In parte qua la sentenza impugnata deve pertanto essere cassata. Non essendo necessarie ulteriori indagini istruttorie la causa può essere decisa nel merito ai sensi dell'art. 384 c.p.c. disponendo l'accoglimento della domanda del fallimento e quindi condannando la banca convenuta San Paolo IMI al pagamento in favore del fallimento attore della somma di Euro 202.619,49, oltre interessi legali dalla domanda al saldo e delle spese dell'intero giudizio liquidate come da dispositivo.
P.Q.M.
Riuniti i ricorsi, rigetta il principale ed accoglie l'incidentale.
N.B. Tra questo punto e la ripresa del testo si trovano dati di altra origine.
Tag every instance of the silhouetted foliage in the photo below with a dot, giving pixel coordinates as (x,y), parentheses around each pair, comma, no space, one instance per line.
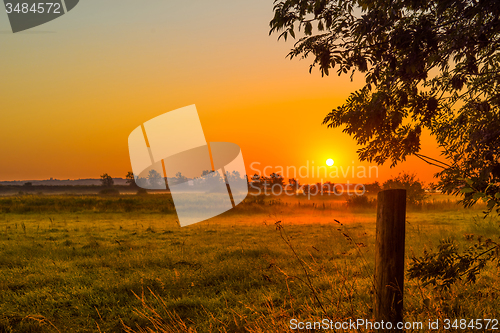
(373,187)
(131,179)
(415,192)
(107,180)
(427,64)
(447,266)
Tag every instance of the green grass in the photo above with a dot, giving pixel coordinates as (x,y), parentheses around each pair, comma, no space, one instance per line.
(90,264)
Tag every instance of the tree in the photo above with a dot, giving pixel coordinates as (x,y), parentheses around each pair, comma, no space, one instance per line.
(430,65)
(155,180)
(131,179)
(415,192)
(107,181)
(373,187)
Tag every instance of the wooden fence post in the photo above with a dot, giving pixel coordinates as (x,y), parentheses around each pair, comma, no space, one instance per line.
(389,257)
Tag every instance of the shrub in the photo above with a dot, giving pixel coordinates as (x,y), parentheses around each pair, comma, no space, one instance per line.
(109,191)
(415,193)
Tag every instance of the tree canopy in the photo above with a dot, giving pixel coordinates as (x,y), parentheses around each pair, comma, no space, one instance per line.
(427,65)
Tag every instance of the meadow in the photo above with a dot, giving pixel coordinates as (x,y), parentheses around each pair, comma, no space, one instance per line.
(87,263)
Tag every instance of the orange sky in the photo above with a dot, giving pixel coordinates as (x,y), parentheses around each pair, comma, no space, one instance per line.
(73,89)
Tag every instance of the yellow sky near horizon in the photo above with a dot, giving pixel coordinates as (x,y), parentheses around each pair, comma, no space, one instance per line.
(72,90)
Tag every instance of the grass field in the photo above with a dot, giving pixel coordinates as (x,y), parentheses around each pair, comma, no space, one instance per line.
(122,264)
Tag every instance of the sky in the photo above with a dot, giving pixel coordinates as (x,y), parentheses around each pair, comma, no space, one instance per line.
(73,89)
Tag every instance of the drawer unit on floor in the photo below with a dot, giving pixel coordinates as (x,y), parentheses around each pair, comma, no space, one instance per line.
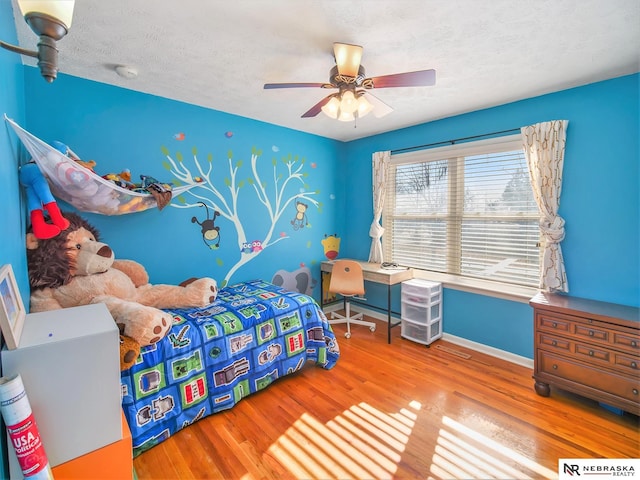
(421,332)
(588,347)
(421,311)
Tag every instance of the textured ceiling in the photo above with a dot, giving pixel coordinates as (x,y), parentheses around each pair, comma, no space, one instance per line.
(219,54)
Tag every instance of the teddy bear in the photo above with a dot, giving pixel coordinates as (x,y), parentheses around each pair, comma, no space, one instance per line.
(76,268)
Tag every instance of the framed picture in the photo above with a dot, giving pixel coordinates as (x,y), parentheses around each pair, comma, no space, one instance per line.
(12,311)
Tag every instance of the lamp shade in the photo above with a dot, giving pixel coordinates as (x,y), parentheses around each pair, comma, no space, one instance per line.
(60,9)
(331,108)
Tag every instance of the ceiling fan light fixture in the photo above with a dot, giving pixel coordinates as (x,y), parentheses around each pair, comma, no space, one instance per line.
(331,108)
(364,106)
(50,20)
(348,102)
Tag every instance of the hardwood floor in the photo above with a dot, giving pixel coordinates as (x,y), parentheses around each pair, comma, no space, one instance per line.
(399,411)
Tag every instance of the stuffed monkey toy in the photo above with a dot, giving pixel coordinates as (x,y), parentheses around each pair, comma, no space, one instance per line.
(39,197)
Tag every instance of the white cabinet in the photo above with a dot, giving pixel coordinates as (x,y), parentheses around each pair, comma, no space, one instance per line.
(421,311)
(69,361)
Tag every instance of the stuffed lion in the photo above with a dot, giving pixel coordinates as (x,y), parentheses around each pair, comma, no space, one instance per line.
(75,268)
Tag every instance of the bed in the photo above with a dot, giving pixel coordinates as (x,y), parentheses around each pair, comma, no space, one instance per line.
(254,333)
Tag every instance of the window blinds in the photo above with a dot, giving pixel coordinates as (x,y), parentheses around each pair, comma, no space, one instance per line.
(465,210)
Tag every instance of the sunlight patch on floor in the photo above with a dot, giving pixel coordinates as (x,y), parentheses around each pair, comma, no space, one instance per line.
(362,442)
(463,453)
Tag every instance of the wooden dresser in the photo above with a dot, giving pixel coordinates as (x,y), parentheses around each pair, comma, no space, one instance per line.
(587,347)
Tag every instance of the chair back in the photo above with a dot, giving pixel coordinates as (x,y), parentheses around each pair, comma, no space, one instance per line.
(346,278)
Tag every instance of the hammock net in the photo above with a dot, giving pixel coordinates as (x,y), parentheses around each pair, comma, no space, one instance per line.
(80,186)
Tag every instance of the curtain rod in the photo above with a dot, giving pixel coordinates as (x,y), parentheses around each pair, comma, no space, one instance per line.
(452,142)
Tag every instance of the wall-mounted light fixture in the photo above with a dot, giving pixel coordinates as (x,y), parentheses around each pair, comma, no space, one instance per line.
(50,20)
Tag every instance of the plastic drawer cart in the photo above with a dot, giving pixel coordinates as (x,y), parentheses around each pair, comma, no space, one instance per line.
(421,311)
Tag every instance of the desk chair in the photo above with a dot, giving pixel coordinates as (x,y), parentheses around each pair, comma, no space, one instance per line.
(347,280)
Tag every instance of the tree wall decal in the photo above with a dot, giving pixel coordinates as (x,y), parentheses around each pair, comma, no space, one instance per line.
(219,188)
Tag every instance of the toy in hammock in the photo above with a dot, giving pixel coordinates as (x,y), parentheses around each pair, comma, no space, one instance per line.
(84,189)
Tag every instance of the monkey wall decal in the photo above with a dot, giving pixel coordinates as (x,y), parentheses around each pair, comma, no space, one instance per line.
(210,232)
(331,246)
(300,220)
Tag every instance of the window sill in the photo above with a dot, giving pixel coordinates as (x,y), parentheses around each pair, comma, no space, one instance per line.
(504,291)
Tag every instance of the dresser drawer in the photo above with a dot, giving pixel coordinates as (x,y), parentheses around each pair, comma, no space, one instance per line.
(627,341)
(554,343)
(629,364)
(583,374)
(588,332)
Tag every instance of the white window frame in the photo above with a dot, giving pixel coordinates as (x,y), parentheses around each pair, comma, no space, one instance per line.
(492,288)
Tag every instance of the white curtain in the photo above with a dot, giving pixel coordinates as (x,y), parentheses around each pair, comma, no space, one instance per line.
(544,145)
(380,161)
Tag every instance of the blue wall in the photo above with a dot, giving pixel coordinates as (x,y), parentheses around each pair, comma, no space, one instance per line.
(600,201)
(12,219)
(124,129)
(121,129)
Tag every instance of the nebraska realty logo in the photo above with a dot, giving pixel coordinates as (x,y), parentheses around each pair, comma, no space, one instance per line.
(598,468)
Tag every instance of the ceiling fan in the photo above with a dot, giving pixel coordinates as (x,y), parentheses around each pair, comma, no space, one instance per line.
(353,100)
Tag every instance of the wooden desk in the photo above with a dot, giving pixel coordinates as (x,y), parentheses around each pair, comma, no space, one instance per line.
(373,273)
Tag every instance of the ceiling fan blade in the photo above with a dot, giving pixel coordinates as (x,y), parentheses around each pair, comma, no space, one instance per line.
(421,78)
(380,109)
(348,58)
(317,108)
(268,86)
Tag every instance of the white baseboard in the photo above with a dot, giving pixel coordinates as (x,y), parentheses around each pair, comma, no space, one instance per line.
(494,352)
(463,342)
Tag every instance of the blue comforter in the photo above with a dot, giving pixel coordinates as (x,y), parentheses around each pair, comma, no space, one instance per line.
(253,334)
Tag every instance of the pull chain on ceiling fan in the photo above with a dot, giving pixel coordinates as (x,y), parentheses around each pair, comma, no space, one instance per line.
(353,99)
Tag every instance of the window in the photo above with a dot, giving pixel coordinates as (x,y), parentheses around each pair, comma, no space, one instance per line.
(466,210)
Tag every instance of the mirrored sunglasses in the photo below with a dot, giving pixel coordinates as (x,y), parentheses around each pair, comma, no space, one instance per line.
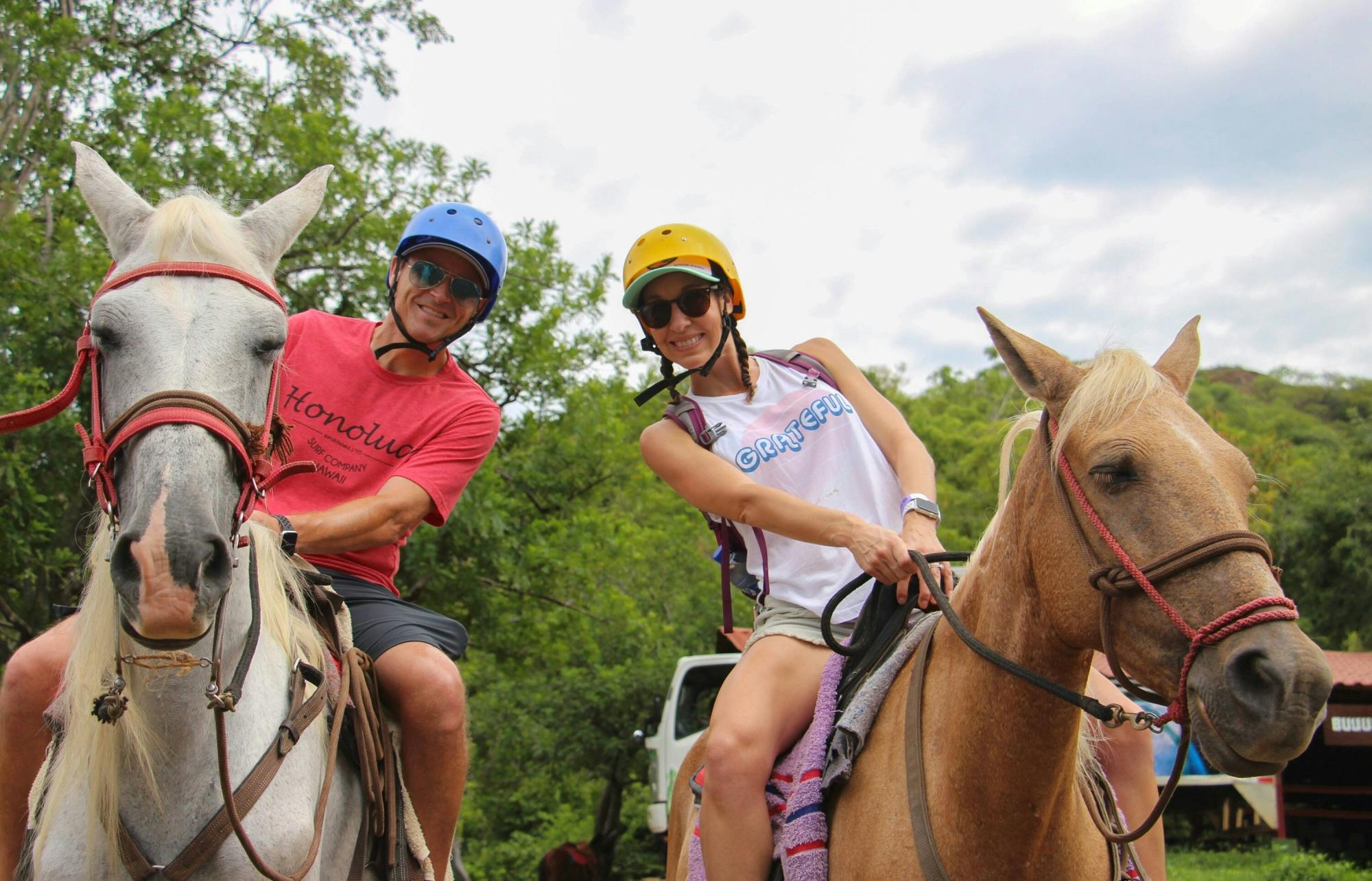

Cassa la sentenza impugnata in reazione al ricorso accolto e decidendo nel merito condanna il San Paolo Imi al pagamento in favore del fallimento della società Servizi Ristorazione Italia a.r.l. della somma di Euro 202.619,49 oltre interessi legali dalla domanda al saldo nonché al pagamento delle spese processuali che liquida in relazione al processo di primo grado in Euro 250,00 per esborsi, Euro 2.180,00 per diritti ed Euro 6.700,00 per onorario, per il giudizio d'appello in Euro 232,00 per esborsi, Euro 1.846.00 per diritti ed Euro 4.370,00 per onorario, ed infine per la presente fase di legittimità in Euro 4.200,00 di cui Euro 200,00 per esborsi, oltre spese generali ed accessori di legge per tutte le liquidazioni. Così deciso in Roma, il 14 luglio 2009.